The importance of investing in and educating Africa’s large youth population as a critical component in unlocking untapped productivity and innovation was also foregrounded at a recent Duke University forum on “Inequalities and the erosion of social cohesion in post-apartheid South Africa”. The PII’s Prof. Murray Leibbrandt and former PII visiting professor Prof. Hiroyuki Hino – both visiting research scholars at the Duke University Centre for International and Global Studies – led the discussions with their presentations, followed by input from two Duke scholars who conduct research in Togo and Nigeria respectively.
Health economist Emeritus Prof. Di McIntyre, who served on the PII planning group until her retirement in 2018, has recently received the François Diop Award for her lifetime contributions to the advancement of health economics in Africa, and globally. She received this recognition at the 5th Africa Health Economics and Policy Association conference which was held in Accra, Ghana. Joining her in the celebrations was UCT’s Dr Leanne Brady, from the Division of Health Policy and Systems in the Faculty of Health Sciences, who received an award for an innovative and participatory approach that assists decolonising health policy and systems research.

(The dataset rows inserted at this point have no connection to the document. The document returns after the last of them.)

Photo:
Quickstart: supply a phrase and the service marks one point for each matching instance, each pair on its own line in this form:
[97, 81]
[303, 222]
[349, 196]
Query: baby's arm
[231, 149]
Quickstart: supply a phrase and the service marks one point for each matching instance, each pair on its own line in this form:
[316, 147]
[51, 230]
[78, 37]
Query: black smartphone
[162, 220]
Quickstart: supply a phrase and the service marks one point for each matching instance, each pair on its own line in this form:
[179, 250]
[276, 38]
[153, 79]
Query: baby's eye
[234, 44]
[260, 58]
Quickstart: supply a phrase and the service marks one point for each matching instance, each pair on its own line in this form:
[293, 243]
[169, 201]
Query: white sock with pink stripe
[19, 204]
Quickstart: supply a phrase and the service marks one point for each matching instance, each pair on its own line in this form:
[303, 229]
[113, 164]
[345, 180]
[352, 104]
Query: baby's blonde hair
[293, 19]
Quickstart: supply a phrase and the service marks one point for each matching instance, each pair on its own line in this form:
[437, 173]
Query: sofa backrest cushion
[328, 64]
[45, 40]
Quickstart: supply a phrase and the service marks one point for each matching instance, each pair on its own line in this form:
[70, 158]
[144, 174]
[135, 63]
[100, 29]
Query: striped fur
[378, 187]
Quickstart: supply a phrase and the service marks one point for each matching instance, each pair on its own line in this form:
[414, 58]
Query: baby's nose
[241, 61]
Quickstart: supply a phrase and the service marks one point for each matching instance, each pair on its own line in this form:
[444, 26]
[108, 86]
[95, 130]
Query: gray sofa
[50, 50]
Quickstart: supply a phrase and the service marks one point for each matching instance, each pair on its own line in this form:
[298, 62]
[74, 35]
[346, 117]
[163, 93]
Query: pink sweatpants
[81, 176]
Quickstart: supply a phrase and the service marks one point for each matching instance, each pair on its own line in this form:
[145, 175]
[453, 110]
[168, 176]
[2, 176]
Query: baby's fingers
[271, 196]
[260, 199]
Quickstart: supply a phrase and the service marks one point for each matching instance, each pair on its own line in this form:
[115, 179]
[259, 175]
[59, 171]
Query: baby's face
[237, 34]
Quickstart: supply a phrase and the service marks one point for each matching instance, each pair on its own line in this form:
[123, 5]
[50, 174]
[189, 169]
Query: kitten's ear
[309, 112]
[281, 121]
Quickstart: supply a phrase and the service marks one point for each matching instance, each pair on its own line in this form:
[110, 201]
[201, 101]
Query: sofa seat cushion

Inequality has emerged as one of the key challenges of our times. Since 2000, the average inequality within countries has been rising, pointing to the challenge to realise the Sustainable Development Goals’ principle of “leaving no-one behind” by 2030. This year, the United Nations Development Programme’s Human Development Report (HDR) will provide a comprehensive picture of the many forms of inequality that are shaping the 21st century. One of the experts recently appointed to provide intellectual advice and guidance to the HDR Office is Prof. Haroon Bhorat, director of the Development Policy Research Unit and a member of the PII.
The practice of policymaking and implementation – that is the focus of The Nelson Mandela School of Public Governance’s first fulltime masters semester course which concluded recently. The Mandela School promotes the development of strategic public leadership, including a strong emphasis on public sector reform, accountability and trust in governance. The course brought together students from five different countries and disciplines.